- Kriya Therapeutics has raised an additional $150 million to fund its quest to develop one-time gene therapies for a variety of diseases.
- Patient Square Capital led the financing, which included a number of other undisclosed investors. The cash adds to a Series C financing of $270 million announced in May last year and brings the company’s total committed capital to more than $600 million.
- The funds will help the company move gene therapies into the clinic and scale up engineering, computational and manufacturing platforms, Kriya said Wednesday. It also extends the company’s cash runway into late 2026.
Founded in October 2019, Kriya has lofty ambitions, describing its ultimate goal as “eliminating human suffering” from disease. CEO Shankar Ramaswamy says the company stands apart from rivals because its research platform can overcome challenges that have hampered the gene therapy field in research, development and manufacturing.
Ramaswamy is the brother of Roivant Sciences founder and presidential hopeful Vivek Ramaswamy. He co-founded Kriya after stints at Roivant and Sio Gene Therapies, which folded in December. He says Kriya has won over investors with its in-house manufacturing capabilities and ability to develop multiple gene therapies in parallel.
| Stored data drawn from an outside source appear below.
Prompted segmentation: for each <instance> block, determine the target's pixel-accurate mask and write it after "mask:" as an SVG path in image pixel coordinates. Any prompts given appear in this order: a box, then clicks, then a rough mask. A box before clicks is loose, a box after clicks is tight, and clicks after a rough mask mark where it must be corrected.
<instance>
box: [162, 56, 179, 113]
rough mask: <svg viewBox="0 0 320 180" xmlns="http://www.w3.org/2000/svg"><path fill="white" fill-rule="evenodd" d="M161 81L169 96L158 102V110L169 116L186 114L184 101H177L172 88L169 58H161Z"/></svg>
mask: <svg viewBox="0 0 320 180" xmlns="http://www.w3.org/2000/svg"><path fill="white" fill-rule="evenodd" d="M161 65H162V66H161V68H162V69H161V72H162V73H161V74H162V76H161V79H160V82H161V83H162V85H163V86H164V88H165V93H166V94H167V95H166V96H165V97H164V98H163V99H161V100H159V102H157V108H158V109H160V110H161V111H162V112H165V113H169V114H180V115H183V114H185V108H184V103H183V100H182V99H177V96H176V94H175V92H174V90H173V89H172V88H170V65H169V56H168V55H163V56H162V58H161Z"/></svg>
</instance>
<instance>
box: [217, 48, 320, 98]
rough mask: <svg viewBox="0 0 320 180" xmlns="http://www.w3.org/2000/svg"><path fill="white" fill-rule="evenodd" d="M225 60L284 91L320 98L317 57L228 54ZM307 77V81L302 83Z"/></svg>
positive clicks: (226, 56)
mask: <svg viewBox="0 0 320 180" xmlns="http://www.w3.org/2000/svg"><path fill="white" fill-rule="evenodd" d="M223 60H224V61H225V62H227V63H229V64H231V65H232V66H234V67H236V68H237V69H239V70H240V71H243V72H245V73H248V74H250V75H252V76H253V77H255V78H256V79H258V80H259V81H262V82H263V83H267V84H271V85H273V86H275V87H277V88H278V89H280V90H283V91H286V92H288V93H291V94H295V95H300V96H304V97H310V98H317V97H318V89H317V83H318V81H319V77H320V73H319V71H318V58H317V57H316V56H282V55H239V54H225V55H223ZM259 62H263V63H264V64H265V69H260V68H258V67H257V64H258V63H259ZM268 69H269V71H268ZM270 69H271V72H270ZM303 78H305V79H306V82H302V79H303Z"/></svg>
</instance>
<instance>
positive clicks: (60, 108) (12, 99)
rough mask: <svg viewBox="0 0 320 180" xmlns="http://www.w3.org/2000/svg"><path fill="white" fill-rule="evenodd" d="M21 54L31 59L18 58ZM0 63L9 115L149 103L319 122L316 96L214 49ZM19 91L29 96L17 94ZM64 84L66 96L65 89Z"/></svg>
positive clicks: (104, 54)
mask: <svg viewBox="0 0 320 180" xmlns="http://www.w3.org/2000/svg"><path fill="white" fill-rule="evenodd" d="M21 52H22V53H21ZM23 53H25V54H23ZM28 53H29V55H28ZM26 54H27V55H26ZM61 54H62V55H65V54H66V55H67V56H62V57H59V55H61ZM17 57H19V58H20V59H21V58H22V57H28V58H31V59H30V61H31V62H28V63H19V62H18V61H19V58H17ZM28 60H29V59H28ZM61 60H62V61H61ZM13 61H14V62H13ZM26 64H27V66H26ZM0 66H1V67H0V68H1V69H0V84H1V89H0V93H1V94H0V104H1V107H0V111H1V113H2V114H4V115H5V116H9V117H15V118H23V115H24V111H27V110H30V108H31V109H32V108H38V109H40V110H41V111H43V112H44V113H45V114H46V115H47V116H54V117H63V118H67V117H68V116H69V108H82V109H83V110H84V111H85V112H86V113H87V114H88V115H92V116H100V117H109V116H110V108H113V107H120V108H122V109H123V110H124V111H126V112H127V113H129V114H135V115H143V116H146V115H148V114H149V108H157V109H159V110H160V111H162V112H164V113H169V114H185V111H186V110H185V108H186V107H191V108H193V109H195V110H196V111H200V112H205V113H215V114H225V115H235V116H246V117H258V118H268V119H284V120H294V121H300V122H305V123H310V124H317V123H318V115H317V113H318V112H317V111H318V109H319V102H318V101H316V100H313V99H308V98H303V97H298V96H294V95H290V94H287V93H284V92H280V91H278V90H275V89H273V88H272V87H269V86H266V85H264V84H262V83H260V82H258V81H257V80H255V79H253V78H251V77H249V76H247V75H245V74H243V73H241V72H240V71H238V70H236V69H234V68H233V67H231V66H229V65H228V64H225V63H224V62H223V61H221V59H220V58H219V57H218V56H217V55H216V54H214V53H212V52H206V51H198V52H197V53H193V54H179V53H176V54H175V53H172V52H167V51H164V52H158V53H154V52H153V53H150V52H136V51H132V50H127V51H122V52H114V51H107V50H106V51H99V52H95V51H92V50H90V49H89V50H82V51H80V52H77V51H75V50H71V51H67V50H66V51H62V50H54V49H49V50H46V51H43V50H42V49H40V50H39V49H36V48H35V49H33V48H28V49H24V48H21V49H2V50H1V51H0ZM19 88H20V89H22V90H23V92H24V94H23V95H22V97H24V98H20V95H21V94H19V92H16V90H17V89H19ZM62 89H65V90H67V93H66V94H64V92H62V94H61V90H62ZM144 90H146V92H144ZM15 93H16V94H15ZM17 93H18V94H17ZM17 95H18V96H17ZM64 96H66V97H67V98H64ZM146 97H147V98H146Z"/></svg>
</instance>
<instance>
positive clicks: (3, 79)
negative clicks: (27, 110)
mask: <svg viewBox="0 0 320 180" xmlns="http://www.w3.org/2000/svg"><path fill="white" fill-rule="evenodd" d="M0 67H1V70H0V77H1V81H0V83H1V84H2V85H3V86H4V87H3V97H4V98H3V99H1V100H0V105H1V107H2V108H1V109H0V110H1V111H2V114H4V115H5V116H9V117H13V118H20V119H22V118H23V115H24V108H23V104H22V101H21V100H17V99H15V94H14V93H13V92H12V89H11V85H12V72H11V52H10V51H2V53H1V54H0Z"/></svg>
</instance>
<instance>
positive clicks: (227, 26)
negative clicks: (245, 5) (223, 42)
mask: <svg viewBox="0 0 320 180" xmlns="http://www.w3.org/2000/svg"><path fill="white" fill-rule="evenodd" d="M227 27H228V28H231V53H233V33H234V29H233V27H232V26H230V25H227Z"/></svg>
To start, Kriya is focused on ophthalmology, neurology and metabolic disease, helped by the November acquisition of Redpin Therapeutics and its lead programs in epilepsy and trigeminal neuralgia. Kriya is also aiming to develop treatments for diabetes, glycogen storage diseases, diabetic retinopathy, noninfectious uveitis and geographic atrophy.
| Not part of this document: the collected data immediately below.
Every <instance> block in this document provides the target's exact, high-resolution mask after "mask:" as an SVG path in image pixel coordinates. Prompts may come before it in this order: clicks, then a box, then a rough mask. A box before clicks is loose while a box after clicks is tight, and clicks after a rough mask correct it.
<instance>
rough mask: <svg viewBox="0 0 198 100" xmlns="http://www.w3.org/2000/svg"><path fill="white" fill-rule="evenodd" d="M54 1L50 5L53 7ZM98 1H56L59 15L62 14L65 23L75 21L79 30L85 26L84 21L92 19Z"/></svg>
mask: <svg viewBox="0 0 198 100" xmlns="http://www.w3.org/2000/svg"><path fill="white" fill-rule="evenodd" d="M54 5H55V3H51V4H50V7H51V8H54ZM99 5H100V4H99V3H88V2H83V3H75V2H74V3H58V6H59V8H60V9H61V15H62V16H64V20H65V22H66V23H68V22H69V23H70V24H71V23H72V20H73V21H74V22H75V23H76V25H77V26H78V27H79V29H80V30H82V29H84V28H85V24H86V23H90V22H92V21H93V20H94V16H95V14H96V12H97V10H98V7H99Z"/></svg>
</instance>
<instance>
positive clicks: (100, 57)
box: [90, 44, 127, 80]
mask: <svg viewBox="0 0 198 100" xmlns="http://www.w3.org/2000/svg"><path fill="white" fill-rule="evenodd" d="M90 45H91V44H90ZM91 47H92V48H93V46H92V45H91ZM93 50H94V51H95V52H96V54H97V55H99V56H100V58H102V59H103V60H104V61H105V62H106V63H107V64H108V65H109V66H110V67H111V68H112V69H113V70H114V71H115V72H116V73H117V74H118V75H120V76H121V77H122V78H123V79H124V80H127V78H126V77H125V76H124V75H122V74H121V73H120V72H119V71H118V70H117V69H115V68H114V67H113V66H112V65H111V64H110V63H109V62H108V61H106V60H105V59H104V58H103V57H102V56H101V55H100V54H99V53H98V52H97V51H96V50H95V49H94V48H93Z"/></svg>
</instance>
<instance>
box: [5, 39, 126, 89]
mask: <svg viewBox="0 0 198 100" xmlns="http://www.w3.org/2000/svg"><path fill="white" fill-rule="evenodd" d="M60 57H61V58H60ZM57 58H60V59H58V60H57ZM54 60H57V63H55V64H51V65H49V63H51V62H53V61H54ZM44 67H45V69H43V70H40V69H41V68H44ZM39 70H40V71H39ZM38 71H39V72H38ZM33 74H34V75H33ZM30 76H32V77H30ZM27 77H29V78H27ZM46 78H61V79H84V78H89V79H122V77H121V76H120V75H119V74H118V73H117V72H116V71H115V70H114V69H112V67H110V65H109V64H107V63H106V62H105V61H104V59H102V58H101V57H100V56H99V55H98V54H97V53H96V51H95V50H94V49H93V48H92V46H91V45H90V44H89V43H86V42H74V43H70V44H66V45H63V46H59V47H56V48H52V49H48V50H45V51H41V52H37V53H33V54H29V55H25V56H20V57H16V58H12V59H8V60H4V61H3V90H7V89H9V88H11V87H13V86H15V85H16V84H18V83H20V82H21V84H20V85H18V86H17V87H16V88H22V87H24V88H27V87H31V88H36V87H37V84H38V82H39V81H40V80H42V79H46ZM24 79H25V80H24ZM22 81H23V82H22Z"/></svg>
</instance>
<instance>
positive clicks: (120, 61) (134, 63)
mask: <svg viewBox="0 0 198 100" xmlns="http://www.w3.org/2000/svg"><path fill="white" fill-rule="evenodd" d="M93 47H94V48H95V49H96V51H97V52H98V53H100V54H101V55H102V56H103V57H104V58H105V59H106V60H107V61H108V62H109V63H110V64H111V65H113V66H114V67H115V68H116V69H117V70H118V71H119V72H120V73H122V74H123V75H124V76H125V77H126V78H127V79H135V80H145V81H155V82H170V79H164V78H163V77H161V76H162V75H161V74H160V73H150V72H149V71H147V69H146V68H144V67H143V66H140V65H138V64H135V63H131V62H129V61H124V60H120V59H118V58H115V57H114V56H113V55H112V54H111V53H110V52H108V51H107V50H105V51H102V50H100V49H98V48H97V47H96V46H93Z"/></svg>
All told, the company says it’s developing treatments for conditions that affect millions of patients. Gene therapy has the “potential to usher in a new era of medicine – a future where gene therapy is not confined to a limited range of rare diseases but instead harnessed to address a wide array of medical conditions,” Jim Momtazee, managing partner of Patient Square, said in a statement.
But Kriya will be advancing its research at a time when many biotechs, including gene therapy developers, have been forced to cut back, and narrow their pipelines to conserve cash. It has a long way to go, too. None of its programs have entered clinical testing yet.